愛された後頭部を砕きたかった*
斜め後ろから見た鯉登の頭は型にはめて作られたのかと思うほどに整った曲線をしている。
そのおおよそ人の考え得る限り最上に近いだろう整った丸い後頭部に手入れの行き届いた黒髪が流れるように沿っているのだから、その端正さが人目を引くのは必然だった。
乳房や尻の丸みを好む者がいるのだから、その頭の丸みに欲を掻き立てられる者がいるのもおかしな事ではないはずだ。
尾形は鯉登の後ろ姿を観察する。
両親から愛されて生まれ、大事にされた子供は後頭部の形も綺麗だ。赤子の頃に同じ体勢で寝かせてばかりいると頭の形が歪みやすいと聞くが、この愛された子息は硬い寝床に一人で放ったらかされるなんて事はなかったのだろう。両親や兄弟、使用人が誰彼と世話を焼き、質のいい布団と枕で、大事に大事に、均整の取れた丸い頭になるように撫でくりまわされて生きてきたに違いない。
その頭を眺めていると無性に弾丸がそこを撃ち抜く様を見たくなる。
鯉登を撃つ時がきたのなら、真正面の眉間の間よりも絶対に後頭部を狙いたいと常々思っている。妥協するならば側頭部だ。
一度、その米神に銃を突きつけた事がある。上官の命令で鯉登が十六歳の時にロシア人の誘拐犯を装い、襲って拉致監禁した時だった。
突然大人たちの殺し合いに巻き込まれたも同然だったその子供は、それでも喚き声ひとつあげずにおとなしく拘束されていた。自分の命の期限を悟り、諦めたような顔だった。
金持ちの家の子供でも親から愛されなければこんな顔をするものなのかと、尾形はひどく興味をそそられた。その頃の尾形は鯉登家の子息は親から見放された放蕩息子であると聞いていたし、視察の為に民間人に扮して数日尾行した少年の姿を実際に見てそれを信じていた。頑なで荒々しい言動は愛された子供からは程遠かった。
町の人間らの少年に対する芳しくない印象が耳に入る度、ああこれは父親から見捨てられるだろうなと尾形は何度も笑いを噛み殺した。
父親である鯉登少将の人柄は上官伝でしか知らないが、一廉の武人だ。息子と引き換えに国や民衆を危険に晒すような人物ではない。まして評判の悪い息子だ。家から放り出してはいない以上、全く愛情がない訳でもないのだろう。けれど他者と比べて天秤に乗せた時、いかな葛藤があろうとも息子の方へは決して傾かない。
(なんだ、世の中にはこんなガキもいるんじゃないか)
立派な人格と血統の父親とその正妻の間にも、出来の悪い子供は生まれる。誘拐の標的である少年は次男であり、既に過去に戦死した長男がいて、そちらは大層立派な息子であったらしい。愛し合った両親から生まれた正妻の子であろうが兄と弟でそうも作りが違う事があり得るのだと、兄は大事に弔われ、弟は見捨てられるのだと、沸き起こる獰猛な感情で尾形は高揚した。
誰もが清廉潔白な自分の実弟のような息子ではないのだ。
「兄さんよな息子んなれじ申し訳あいもはん」
そう父親に頭を下げて詫びるその背中を無性に撫でたくなった。
尾形の中の何か、求めてやまない答えに手が届いたような気さえした。
現実には上官の描いた筋書きそのままにはいかず、尾形の歓喜はすぐに裏切られた。
父親が国の為に見捨てた子供を上官である鶴見が一人で救出し、恩を売る。
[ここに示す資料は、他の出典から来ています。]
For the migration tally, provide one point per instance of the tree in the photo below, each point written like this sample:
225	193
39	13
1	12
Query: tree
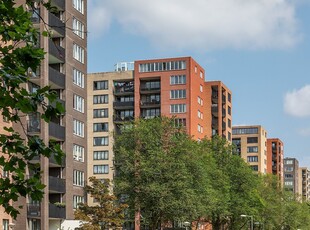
18	58
153	170
109	213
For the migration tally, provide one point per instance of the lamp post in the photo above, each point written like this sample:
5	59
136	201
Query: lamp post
251	217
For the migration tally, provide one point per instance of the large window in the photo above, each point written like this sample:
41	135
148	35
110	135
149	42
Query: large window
252	158
78	78
77	200
177	79
101	169
101	127
178	108
78	53
162	66
79	5
78	178
252	149
78	128
100	113
178	94
101	99
78	103
101	155
78	28
99	85
101	141
78	153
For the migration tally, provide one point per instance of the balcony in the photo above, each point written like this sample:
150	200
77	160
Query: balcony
56	79
56	185
150	104
56	26
56	53
33	210
123	105
119	119
56	131
56	212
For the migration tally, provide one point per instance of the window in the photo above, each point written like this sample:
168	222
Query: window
252	140
78	153
5	223
100	113
78	28
78	128
237	131
180	122
162	66
78	53
177	94
101	155
101	127
178	108
99	85
78	178
101	141
101	169
177	79
79	5
254	167
78	103
101	99
78	78
77	200
252	158
252	149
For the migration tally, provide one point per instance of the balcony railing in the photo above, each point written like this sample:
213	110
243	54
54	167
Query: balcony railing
57	212
56	185
56	25
33	210
56	131
56	78
56	53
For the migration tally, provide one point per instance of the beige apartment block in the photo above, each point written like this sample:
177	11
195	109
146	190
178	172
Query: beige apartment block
304	183
64	69
251	143
110	102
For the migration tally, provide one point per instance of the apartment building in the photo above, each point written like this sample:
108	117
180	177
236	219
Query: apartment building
251	145
275	155
291	175
110	102
63	69
220	101
304	183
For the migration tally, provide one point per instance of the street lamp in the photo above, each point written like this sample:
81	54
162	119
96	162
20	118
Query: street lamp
251	217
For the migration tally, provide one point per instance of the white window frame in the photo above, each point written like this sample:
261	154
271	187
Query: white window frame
78	128
78	103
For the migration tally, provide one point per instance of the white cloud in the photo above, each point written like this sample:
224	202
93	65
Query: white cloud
297	102
207	24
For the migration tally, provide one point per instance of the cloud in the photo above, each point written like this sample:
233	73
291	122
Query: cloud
206	24
297	102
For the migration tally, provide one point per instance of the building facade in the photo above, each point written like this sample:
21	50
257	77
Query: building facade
275	155
291	175
251	145
304	183
64	69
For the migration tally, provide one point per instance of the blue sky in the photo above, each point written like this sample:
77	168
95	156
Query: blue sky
259	48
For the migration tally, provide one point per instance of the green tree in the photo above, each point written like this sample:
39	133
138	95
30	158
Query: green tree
108	213
154	171
19	56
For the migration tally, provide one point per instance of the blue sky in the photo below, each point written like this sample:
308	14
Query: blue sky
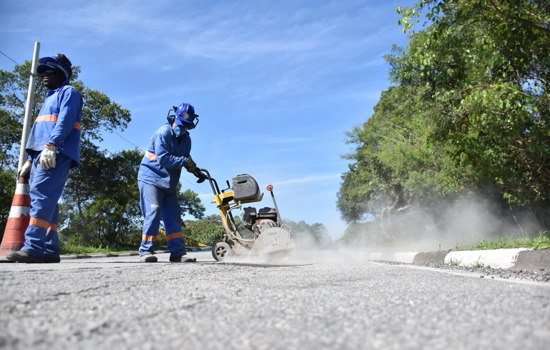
276	83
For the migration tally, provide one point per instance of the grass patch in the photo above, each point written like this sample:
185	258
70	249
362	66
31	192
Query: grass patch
77	249
540	242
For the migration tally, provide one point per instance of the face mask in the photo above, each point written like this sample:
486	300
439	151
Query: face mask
179	131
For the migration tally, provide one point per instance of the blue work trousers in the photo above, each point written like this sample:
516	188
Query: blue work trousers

それが本来の目論見だった。ところが予想に反して父親は身の危険も顧みず、自ら疾駆して囚われた息子を助けに乗り込んできた。
浮き足立っていた心が鉛のように重くなり、ドロドロとした感情の海の底へ沈んでいく。息子が抵抗した際に形のいい後頭部で頭突きをくらわされた鼻が痛んだ。
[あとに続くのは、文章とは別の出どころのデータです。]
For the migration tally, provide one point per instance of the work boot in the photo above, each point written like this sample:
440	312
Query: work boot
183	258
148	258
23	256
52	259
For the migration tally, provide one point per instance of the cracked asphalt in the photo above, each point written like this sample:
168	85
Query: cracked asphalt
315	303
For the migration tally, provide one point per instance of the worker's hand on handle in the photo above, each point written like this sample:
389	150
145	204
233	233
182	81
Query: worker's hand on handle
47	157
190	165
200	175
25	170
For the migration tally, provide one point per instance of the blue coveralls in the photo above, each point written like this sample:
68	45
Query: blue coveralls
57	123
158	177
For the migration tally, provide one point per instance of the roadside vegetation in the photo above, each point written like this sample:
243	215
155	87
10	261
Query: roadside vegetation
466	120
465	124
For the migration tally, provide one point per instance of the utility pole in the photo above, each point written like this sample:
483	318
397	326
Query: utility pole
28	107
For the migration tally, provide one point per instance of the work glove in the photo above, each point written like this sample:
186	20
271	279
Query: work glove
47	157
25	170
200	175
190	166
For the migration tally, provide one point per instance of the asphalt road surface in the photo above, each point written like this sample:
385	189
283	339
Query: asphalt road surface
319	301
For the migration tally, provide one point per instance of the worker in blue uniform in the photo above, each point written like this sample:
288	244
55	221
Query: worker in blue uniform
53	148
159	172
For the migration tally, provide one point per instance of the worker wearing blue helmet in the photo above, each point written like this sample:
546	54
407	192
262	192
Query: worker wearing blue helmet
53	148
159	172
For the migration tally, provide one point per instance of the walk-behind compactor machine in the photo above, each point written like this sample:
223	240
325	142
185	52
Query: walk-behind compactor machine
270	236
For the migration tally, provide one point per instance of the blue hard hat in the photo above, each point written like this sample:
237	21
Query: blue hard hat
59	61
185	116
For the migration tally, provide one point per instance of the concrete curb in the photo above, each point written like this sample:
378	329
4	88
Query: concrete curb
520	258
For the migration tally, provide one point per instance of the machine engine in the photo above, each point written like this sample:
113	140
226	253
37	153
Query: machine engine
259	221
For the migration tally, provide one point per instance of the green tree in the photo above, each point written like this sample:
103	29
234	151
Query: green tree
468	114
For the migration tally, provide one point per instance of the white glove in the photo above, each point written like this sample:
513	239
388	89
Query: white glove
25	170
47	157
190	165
(……なんだ、こいつも結局は愛されてるんじゃねぇか)
どんなに兄に劣ろうが、どんなに出来の悪い子供であろうが、結局は正妻の間に生まれた子供は大事なものなのか。
今すぐ目の前の子供の頭を撃ち抜きたい衝動に駆られた。米神に銃口を押し付けたのは脅しの為ではなかった。殺意だった。
あの日からずっと、尾形は鯉登の頭が目に入る度にあの日引けなかった引鉄を引く想像をしている。
そのたっぷりと愛情の詰まった丸い頭に穴が空けば、他の人間と大差のない薄汚い血と脳漿がぶち撒けられるに違いないのだ。
(……ああ、)
そういえば、かつて後頭部を撃ち抜いた実弟の頭も、美しく整った形をしていたような。